The x axis delineates three discrete points, each corresponding to a buffer ring, and whose label represents the ring’s start and end buffer distance.

https://doi.org/10.1371/journal.pone.0225734.g006

Generic zonal analysis

In certain analysis cases, the user might consider more appropriate to compute the metrics along a decomoposition of the landscape different than concentric buffers, for example, rectangular transects. To that end, PyLandStats features the ZonalAnalysis class, which instead of a base mask, accepts a list of boolean arrays of the same shape of our landscape as masks to define our transects (or any other type of subregion). Consider the code snippet below:

# this reads the input raster landscape and creates a boolean base mask

# of the same shape of the landscape and filled with ‘False’ values

with rasterio.open(input_filepath) as src:

  base_mask_arr = np.full(src.shape, False)

masks_arr = []

# for a pixel resolution of 100m, this corresponds to transects of 30km

transect_len = 300

# this will iterate over three transects (0-30km, 30-60km, 60-90km)

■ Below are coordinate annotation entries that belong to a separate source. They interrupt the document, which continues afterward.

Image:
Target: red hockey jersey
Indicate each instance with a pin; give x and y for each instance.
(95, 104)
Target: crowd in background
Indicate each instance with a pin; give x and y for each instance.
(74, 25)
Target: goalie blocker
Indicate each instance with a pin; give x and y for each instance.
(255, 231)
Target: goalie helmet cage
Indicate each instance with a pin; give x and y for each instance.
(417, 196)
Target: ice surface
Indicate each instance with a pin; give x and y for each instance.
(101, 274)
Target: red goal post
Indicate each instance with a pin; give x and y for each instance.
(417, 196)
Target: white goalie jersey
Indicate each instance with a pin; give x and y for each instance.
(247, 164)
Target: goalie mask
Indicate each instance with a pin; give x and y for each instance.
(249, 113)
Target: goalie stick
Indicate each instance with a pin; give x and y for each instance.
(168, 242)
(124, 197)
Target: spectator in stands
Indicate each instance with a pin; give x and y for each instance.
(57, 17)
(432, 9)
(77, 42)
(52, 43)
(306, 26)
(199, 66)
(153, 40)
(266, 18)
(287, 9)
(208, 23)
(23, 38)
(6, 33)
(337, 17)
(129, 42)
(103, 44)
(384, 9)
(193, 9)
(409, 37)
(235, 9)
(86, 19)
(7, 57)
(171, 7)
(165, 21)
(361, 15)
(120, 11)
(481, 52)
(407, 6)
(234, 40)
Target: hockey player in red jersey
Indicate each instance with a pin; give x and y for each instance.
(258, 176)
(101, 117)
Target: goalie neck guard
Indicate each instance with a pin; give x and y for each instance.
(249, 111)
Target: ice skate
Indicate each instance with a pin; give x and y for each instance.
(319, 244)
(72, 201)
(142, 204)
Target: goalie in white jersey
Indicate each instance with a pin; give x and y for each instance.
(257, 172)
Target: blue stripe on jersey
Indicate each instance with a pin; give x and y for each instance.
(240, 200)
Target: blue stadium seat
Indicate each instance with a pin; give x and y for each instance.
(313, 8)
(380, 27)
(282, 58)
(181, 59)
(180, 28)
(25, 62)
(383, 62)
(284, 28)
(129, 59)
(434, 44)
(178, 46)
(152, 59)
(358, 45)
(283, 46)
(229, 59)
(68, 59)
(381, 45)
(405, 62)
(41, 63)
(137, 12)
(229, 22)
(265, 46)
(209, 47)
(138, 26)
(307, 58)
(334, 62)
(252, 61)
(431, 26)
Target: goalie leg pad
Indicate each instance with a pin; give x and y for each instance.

for transect_start in range(0, 900, transect_len):

  mask_arr = np.copy(base_mask_arr)

  # the 400 and 600 serve to slice the landscape vertically along the

  # 20km where the feature of interest is located

  mask_arr[400:600,transect_start:transect_start+transect_len] = True

  masks_arr.append(mask_arr)

where the variable masks_arr will be a list of three NumPy boolean arrays, each corresponding to a distinct rectangular transect, as plotted in Fig 7.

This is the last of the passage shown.